3.6 Hetgeen [ Appellant ] ter onderbouwing van zijn incidentele vordering aanvoert, hierboven samengevat onder 3.4, kan niet tot de gevolgtrekking voeren dat de vonnissen waarvan beroep berusten op kennelijke misslagen als onder 3.5 genoemd. Met name geeft het oordeel dat ook zonder concurrentiebeding (in de beëindigde arbeidsovereenkomst) het weghalen van klanten bij de voormalige werkgever onrechtmatig kan zijn, geen blijk van een onjuiste rechtsopvatting. In het eindvonnis is onder meer vastgesteld dat [ Appellant ] het debiteurensysteem van Hilverda heeft gekopieerd dat vervolgens door Dutch Direct bij het factureren is gebruikt. Daarom gaat ook de stelling dat een onbegrijpelijk, want ongemotiveerd, oordeel over het causaal verband tussen de onrechtmatige gedragingen en de gestelde schade is gegeven niet op. Bovendien volstaat voor een verwijzing naar een schadestaatprocedure dat de mogelijkheid van schade aannemelijk is geworden. Evenmin is een kennelijke misslag te vinden in het passeren van het verweer dat er geen klanten van Hilverda, maar alleen klanten van Aard de Boer Inc. zijn weggenomen, aangezien in het eindvonnis is vastgesteld – hetgeen niet aanstonds onbegrijpelijk is te noemen – dat de klanten in de Verenigde Staten die via Aard de Boer Inc. werden beleverd in verband met de voorgeschiedenis zijn aan te merken als klanten van Hilverda. Verder heeft [ Appellant ] niets aangevoerd ten aanzien van eventuele “nieuwe feiten” als onder 3.5 bedoeld.
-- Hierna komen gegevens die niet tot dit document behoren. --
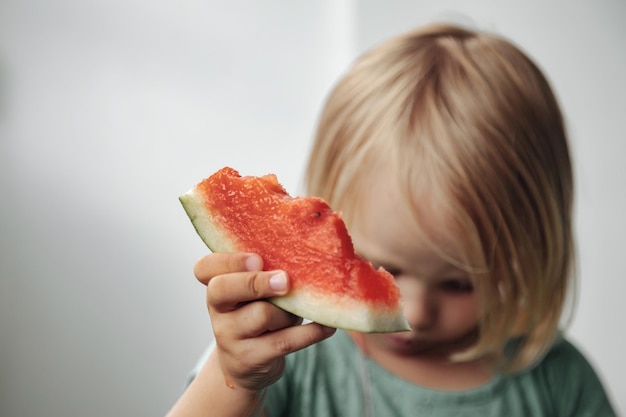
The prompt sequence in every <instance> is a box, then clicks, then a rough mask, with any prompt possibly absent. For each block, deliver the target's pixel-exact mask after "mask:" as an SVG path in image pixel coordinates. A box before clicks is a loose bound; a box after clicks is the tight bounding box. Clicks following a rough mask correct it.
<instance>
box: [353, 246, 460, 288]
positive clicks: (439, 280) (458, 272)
mask: <svg viewBox="0 0 626 417" xmlns="http://www.w3.org/2000/svg"><path fill="white" fill-rule="evenodd" d="M358 255H359V256H360V257H362V258H363V259H365V260H366V261H368V262H370V263H371V264H372V266H374V268H380V267H382V268H383V269H384V270H385V271H387V272H389V273H392V274H393V273H398V272H404V271H405V269H404V268H401V267H399V266H395V265H393V264H390V263H387V262H380V261H377V260H375V259H371V258H368V257H367V256H364V255H363V254H362V253H360V252H359V253H358ZM433 272H434V274H433V275H434V276H435V277H436V278H435V279H431V280H429V281H441V280H446V279H450V278H453V279H460V278H468V279H471V277H470V275H469V274H468V272H467V271H465V270H463V269H461V268H459V267H457V266H455V265H453V264H451V263H449V262H446V261H443V263H442V265H441V267H440V268H436V270H435V271H433Z"/></svg>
3.7 De incidentele vordering zal derhalve worden afgewezen. De hoofdzaak zal naar de rol worden verwezen voor antwoord in de hoofdzaak. Over de kosten van het incident zal bij eindarrest worden beslist.
houdt zijn beslissing aangaande de kosten van het incident aan tot de einduitspraak;
verwijst de zaak naar de rol van 4 januari 2011 voor antwoord;
houdt iedere verdere beslissing aan.
Dit arrest is gewezen door mr. J. Wortel, mr. C. Uriot en mr. J.W. Hoekzema en door de rolraadsheer in het openbaar uitgesproken op 23 november 2010.